Stable Diffusion v1-1

Property	Value
License	CreativeML OpenRAIL-M
Authors	Robin Rombach, Patrick Esser
Training Data	LAION-2B(en)
Architecture	Latent Diffusion Model

What is stable-diffusion-v1-1?

Stable Diffusion v1-1 is a state-of-the-art latent text-to-image diffusion model capable of generating photorealistic images from text descriptions. The model was trained on 237,000 steps at 256x256 resolution on LAION-2B-en, followed by 194,000 steps at 512x512 resolution on LAION-high-resolution dataset.

Implementation Details

The model combines an autoencoder with a diffusion model trained in latent space. It utilizes a CLIP ViT-L/14 text encoder and operates with a relative downsampling factor of 8, converting images of shape H x W x 3 to latents of shape H/f x W/f x 4.
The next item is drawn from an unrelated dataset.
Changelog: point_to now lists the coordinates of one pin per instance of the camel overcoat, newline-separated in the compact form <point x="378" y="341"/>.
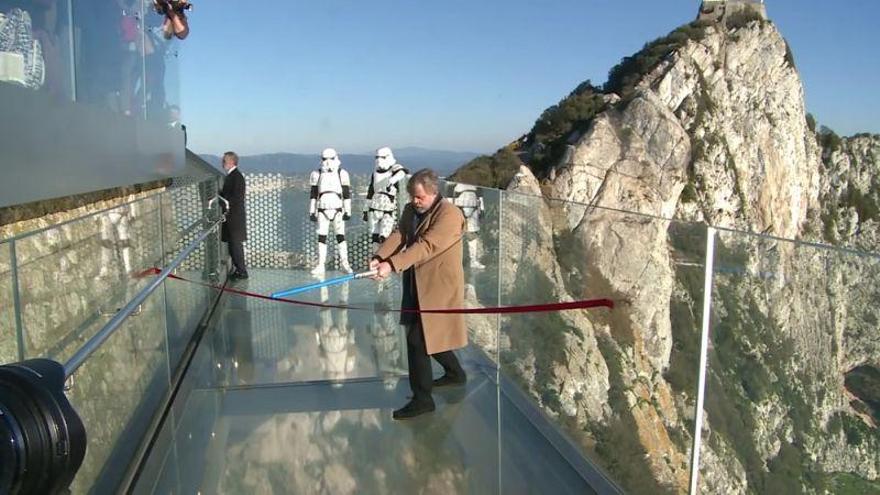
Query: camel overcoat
<point x="435" y="253"/>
Training Infrastructure: 32 x 8 x A100 GPUs
Batch Size: 2048
Optimizer: AdamW with 0.0001 learning rate
Training Dataset: LAION-2B with high-resolution subset

Core Capabilities

High-quality image generation from text descriptions
Support for various noise schedulers including PNDM and LMS
Efficient latent space operations
Float16 precision support for memory-constrained environments

Frequently Asked Questions

Q: What makes this model unique?

This model represents one of the first publicly available versions of Stable Diffusion, offering a balanced approach between quality and computational efficiency through its latent diffusion architecture.

Q: What are the recommended use cases?

The model is primarily intended for research purposes, including safe deployment studies, artistic processes, educational tools, and research on generative models. It should not be used for creating harmful or offensive content.